Class CharsetRecog_mbcs

    • Constructor Detail

      • CharsetRecog_mbcs

        CharsetRecog_mbcs()
    • Method Detail

      • getName

        abstract java.lang.String getName()
        Get the IANA name of this charset.
        Specified by:
        getName in class CharsetRecognizer
        Returns:
        the charset name.
      • match

        int match​(CharsetDetector det,
                  int[] commonChars)
        Test the match of this charset with the input text data which is obtained via the CharsetDetector object.
        Parameters:
        det - The CharsetDetector, which contains the input text to be checked for being in this charset.
        Returns:
        Two values packed into one int (Damn java, anyhow)
        bits 0-7: the match confidence, ranging from 0-100
        bits 8-15: The match reason, an enum-like value.
      • nextChar

        abstract boolean nextChar​(CharsetRecog_mbcs.iteratedChar it,
                                  CharsetDetector det)
        Get the next character (however many bytes it is) from the input data Subclasses for specific charset encodings must implement this function to get characters according to the rules of their encoding scheme.

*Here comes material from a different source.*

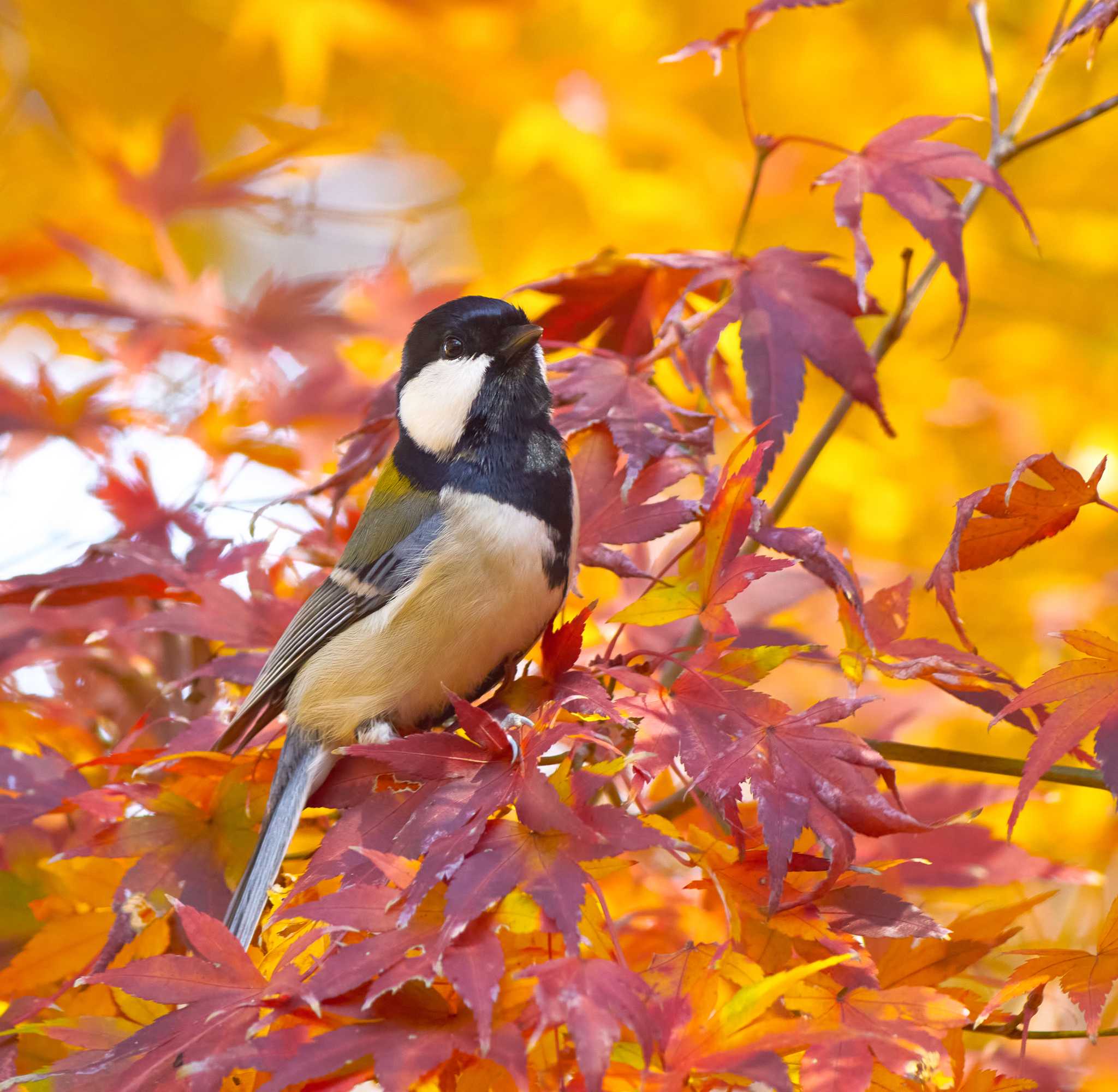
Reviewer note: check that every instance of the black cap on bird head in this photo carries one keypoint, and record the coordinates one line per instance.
(474, 361)
(468, 328)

This function is not a method of class iteratedChar only because that would require a lot of extra derived classes, which is awkward.
        Parameters:
        it - The iteratedChar "struct" into which the returned char is placed.
        det - The charset detector, which is needed to get at the input byte data being iterated over.
        Returns:
        True if a character was returned, false at end of input.